Taking advantage of structure when doing UDFs and whatnot?

I wasn't quite sure what title this, but hopefully it'll make sense. I have
a couple of questions relating to a query that ultimately seeks to do this

You have

1 10
1 12
1 15
1 16
2 1
2 2
2 3
2 6

You want your output to be the difference between the successive numbers in
the second column, ie

1 (10,0)
1 (12,2)
1 (15,3)
1 (15,1)
2 (1,0)
2 (2,1)
2 (3,1)
2 (6,3)

Obviously, I need to write a udf to do this, but I have a couple questions..

1) if we know for a fact that the rows for a given first column will ALWAYS
be on the same node, do we need to do anything to take advantage of that? My
assumption would be that the group operation would be smart enough to take
care of this, but I am not sure how it avoids checking to make sure that
other nodes don't have additional info (even if I can say for a fact that
they don't). Then again, given replication of data I guess if you do an
operation on the grouped data it might still try and distribute that over
the filesystem?

2) The number of values in the second column can potentially be large, and I
want this process to be quick, so what's the best way to implement it?
Naively I would say to group everything, then pass that bag to a UDF which
sorts, does the calculation, and then returns a new bag with the tuples.
This doesn't seem like it is taking advantage of a distributed
framework...would splitting it up into 2 UDF's, one which sorts the bag, and
then another which returns the tuples (and now that it's sorted, you could
distribute it better), be better?

I'm trying to avoid writing my own MR (as I never have before), but am not
averse to it if necessary. I am just not sure of how to get pig to do it as
efficiently as (I think) it can be done.

I appreciate your help!
Jon

Re: Taking advantage of structure when doing UDFs and whatnot?

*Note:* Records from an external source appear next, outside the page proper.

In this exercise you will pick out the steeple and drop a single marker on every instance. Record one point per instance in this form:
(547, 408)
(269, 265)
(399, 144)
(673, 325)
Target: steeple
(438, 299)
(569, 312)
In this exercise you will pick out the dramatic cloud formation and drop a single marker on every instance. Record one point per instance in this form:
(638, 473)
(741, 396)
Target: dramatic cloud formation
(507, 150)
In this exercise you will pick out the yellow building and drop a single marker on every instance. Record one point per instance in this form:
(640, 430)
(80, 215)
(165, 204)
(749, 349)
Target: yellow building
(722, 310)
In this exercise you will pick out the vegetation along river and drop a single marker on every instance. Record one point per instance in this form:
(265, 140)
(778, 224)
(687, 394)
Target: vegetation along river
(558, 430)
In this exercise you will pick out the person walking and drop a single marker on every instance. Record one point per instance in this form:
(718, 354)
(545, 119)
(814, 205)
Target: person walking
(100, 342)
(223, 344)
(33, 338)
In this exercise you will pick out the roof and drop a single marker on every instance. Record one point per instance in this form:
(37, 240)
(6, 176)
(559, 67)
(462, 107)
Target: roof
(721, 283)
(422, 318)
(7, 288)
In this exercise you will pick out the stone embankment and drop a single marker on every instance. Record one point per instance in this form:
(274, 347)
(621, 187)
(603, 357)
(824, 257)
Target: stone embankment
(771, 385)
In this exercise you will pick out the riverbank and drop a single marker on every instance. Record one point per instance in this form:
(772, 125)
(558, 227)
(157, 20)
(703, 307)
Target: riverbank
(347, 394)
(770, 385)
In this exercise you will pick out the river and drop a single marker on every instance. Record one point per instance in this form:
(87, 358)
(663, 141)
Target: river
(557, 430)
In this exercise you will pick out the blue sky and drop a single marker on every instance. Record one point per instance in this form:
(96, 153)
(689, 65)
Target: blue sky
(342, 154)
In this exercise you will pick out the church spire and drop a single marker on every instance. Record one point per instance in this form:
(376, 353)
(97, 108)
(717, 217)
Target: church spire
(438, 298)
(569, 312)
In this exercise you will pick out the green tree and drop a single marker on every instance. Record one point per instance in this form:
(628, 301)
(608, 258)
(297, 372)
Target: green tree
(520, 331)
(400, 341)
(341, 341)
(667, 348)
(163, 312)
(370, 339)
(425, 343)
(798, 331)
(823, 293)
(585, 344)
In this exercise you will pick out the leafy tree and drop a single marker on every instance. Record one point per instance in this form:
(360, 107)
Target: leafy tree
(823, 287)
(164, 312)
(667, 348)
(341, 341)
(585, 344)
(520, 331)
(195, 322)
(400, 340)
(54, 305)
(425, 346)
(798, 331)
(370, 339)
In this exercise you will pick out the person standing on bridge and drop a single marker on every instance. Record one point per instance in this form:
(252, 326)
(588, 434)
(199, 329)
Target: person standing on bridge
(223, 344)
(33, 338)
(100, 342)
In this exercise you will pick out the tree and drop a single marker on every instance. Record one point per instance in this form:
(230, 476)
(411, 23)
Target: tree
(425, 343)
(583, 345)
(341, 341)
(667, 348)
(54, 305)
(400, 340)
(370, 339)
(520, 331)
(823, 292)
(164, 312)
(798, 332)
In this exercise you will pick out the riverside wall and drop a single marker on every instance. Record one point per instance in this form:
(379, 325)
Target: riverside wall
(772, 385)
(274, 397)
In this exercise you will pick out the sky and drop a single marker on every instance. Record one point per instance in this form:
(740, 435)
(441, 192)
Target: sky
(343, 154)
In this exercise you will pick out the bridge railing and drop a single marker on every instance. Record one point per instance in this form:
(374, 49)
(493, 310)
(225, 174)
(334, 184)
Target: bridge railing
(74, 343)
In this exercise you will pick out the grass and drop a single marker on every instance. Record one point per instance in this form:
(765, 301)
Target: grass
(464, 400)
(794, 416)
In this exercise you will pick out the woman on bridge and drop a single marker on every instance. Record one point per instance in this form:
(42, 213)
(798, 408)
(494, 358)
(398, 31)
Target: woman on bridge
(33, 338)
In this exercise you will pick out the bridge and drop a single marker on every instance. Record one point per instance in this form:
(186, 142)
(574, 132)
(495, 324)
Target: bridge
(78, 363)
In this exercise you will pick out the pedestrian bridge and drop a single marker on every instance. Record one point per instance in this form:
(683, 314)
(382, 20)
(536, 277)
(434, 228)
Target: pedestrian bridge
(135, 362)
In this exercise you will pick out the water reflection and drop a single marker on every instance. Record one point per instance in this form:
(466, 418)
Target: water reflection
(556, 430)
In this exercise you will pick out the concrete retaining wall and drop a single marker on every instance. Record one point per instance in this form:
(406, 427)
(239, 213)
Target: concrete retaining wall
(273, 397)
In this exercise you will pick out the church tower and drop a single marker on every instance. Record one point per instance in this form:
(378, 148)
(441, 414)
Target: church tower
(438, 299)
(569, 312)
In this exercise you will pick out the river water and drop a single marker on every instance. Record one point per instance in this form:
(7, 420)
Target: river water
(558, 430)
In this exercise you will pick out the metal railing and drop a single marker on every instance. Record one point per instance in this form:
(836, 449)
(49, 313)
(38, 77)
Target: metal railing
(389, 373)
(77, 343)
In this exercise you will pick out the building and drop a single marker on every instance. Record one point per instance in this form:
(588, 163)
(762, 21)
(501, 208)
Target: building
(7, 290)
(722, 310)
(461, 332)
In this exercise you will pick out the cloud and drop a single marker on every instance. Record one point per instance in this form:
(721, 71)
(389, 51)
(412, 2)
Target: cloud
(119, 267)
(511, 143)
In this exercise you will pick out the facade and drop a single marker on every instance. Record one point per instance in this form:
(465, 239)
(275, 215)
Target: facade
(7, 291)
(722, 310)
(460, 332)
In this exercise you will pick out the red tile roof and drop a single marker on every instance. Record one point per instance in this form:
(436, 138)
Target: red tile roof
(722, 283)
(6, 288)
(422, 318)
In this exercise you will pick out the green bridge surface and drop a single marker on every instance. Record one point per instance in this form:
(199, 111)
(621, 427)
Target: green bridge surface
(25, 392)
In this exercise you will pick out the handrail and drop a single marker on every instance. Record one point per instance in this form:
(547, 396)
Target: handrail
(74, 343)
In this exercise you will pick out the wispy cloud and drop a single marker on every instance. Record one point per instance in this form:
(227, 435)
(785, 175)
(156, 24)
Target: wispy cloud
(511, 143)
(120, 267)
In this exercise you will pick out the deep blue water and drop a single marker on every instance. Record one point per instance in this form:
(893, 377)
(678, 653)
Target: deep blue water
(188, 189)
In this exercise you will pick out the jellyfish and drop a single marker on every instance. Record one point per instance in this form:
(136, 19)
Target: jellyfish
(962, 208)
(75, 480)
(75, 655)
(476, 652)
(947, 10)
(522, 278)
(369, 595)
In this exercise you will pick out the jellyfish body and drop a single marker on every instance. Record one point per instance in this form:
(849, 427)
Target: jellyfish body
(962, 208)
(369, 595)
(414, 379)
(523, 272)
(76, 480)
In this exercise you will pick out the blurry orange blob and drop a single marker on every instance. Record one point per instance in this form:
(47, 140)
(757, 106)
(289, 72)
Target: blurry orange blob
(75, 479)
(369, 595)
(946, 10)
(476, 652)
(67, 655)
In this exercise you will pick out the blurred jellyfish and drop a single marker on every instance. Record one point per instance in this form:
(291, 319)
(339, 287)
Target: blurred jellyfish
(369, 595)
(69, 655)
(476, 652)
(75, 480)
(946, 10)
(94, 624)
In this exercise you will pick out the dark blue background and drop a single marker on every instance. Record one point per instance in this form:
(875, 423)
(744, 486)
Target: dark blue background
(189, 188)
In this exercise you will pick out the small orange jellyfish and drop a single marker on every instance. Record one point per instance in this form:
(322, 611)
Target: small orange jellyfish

Posted by Kris Coward <kr...@melon.org>.
On Tue, Jan 04, 2011 at 02:10:52PM -0500, Jonathan Coveney wrote:
> I wasn't quite sure what title this, but hopefully it'll make sense. I have
> a couple of questions relating to a query that ultimately seeks to do this
> 
> You have
> 
> 1 10
> 1 12
> 1 15
> 1 16
> 2 1
> 2 2
> 2 3
> 2 6
> 
> You want your output to be the difference between the successive numbers in
> the second column, ie
> 
> 1 (10,0)
> 1 (12,2)
> 1 (15,3)
> 1 (15,1)
> 2 (1,0)
> 2 (2,1)
> 2 (3,1)
> 2 (6,3)
> 
> Obviously, I need to write a udf to do this, but I have a couple questions..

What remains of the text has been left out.